Home Health Care CDC Leaders: Time to Integrate Public Health and Healthcare Delivery

CDC Leaders: Time to Integrate Public Health and Healthcare Delivery

by Universalwellnesssystems

Last month, a leadership team including CDC Director Mandy K. Cohen New England Journal of Medicine The team, which calls for the integration of public health and health care delivery within the U.S. health care delivery system, included Dr. Cohen as well as Charlene A. Wong, MD, MSHP, senior advisor for health strategy at CDC, and Debra Houry, MD, MPH, CDC’s chief medical officer and deputy director for programs and science.

And under the headline it says: “Integrating Public Health and Medical Care – Protecting Health as a Team Sport” On April 10, the three CDC leaders stated, “Health protection is a team sport, but the systems for advancing this goal have long been siloed. The United States needs an integrated system of public health protection that goes far beyond the CDC, the Department of Health, and ‘traditional’ public health forces.” In fact, the three physician leaders argued, “When it comes to preventing and treating acute and chronic diseases, the medical sector is at the forefront. Clinicians have trusting relationships with individual patients and use clinical findings to address current and future health problems. Meanwhile, the public health sector provides data and promotes evidence-based interventions to protect and promote the health of communities. Public health surveillance of health threats also enables early detection and containment of outbreaks.”

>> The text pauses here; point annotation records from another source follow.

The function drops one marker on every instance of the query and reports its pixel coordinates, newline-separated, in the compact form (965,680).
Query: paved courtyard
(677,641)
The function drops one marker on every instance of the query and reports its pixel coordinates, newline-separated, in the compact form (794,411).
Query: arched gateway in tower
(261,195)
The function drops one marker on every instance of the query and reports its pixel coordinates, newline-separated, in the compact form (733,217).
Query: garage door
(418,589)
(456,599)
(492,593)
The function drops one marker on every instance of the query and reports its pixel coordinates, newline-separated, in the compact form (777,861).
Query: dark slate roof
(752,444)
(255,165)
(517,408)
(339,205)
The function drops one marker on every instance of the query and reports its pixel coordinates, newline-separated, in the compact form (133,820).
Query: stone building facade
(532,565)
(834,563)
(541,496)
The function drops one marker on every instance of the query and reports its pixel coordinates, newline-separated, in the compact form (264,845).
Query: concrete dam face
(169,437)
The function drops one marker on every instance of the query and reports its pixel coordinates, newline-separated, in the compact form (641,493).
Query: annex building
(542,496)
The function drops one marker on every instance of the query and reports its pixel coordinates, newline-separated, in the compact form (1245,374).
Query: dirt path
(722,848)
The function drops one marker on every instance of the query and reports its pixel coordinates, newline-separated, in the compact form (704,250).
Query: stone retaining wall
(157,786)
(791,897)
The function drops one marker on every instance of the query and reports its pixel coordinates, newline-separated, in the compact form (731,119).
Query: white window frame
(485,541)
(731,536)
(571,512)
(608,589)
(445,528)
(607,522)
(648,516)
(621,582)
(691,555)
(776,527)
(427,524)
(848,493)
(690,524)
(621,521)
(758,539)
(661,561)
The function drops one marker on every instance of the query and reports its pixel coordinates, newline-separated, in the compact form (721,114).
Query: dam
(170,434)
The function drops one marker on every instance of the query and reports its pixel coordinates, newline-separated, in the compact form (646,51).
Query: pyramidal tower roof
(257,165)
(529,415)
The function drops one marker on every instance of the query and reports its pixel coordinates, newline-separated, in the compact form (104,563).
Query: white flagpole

In fact, they note, “Public health and healthcare partnerships can also lead to improvements in routine health care delivery. For example, perinatal quality collaboratives are a form of critical public health infrastructure in many states, contributing to obstetrics quality improvement efforts by providing maternal health data to health systems and supporting systems-level collaborative change. These partnerships have improved the timeliness of treatment for severe maternal hypertension at participating Illinois hospitals and reduced planned early inductions and cesarean sections at participating New York hospitals, resulting in an increased rate of full-term babies.”

The article authors identify three areas where they believe the entire health system must take action: first, around data sharing; second, around aligning and sharing priorities for resource investment in both public health and health delivery; and third, around shared responsibility and accountability across public health and health delivery sectors.

First, they write:[R]Real-time, bidirectional sharing and utilization of public health and medical data is crucial to promote preparedness and response to emerging health challenges. Significant progress has been made during the COVID-19 pandemic. 78% of emergency departments (EDs) now transmit respiratory disease syndromic data in real time, including influenza-like illness case data, allowing CDC to monitor unusual trends across the country, as they did after cases of Mycoplasma pneumonia were reported internationally in fall 2023. “However, despite such progress, they noted that “only 33% of health care facilities transmit automated electronic case reports for reportable illnesses to public health agencies. CDC is working to further standardize and streamline this work across all facilities.”

Meanwhile, they urge the public health and health sectors to “identify aligned priorities and make co-investments.” “COVID-19 was the only common enemy and a generational challenge that accelerated the formation of public-private partnerships and led to significant investments in infrastructure,” they point out. Now, “COVID-19 is just one of many major health threats that both sectors need to respond to together. Strong integration of public health and health data can determine co-investment priorities for prevention, management, and control efforts at all levels of the health system. CDC has prioritized advancing preparedness and response to health threats through investments in critical data, laboratories, workforce, and response infrastructure, combating the U.S. overdose and mental health crises, and supporting young families. The agency is leading multiple joint efforts with health partners in these areas,” they point out.

Finally they say,[W]Working as a team to protect health requires clear roles and responsibilities, as well as shared accountability. The table outlines the roles and responsibilities of the public health and health care sectors for addressing major public health threats. There are multiple ways to share accountability, all of which require agreement on indicators of success. Implementing prevention-oriented quality measures (e.g., screening for cervical cancer, lead exposure, and clinical depression) is one mechanism to support shared accountability. Providing incentives or instituting requirements for participation in data integration activities is another. Finally, new payment arrangements and flexibilities can integrate sectors by covering community-based prevention programs (e.g., school-based mental health supports) or rewarding improved population-level outcomes (e.g., Medicare’s Shared Savings Program and the National Advanced Research Projects Agency’s Health Care Rewards for Achieving Improved Outcomes Program).

The article’s authors acknowledge that “protecting the health of every person in every community in the United States requires action now and a sustained focus across public health and clinical care. Beyond broader public health and health partnerships, a team-based approach to support community health and address broader health drivers can include social services, academia, industry (e.g., employers, technology and media companies), and global partners.” Ultimately, the authors conclude that “by investing in strong relationships and acting together to protect health, we can prepare our integrated health system to respond to the next major health emergency and improve the everyday health and well-being of our residents.”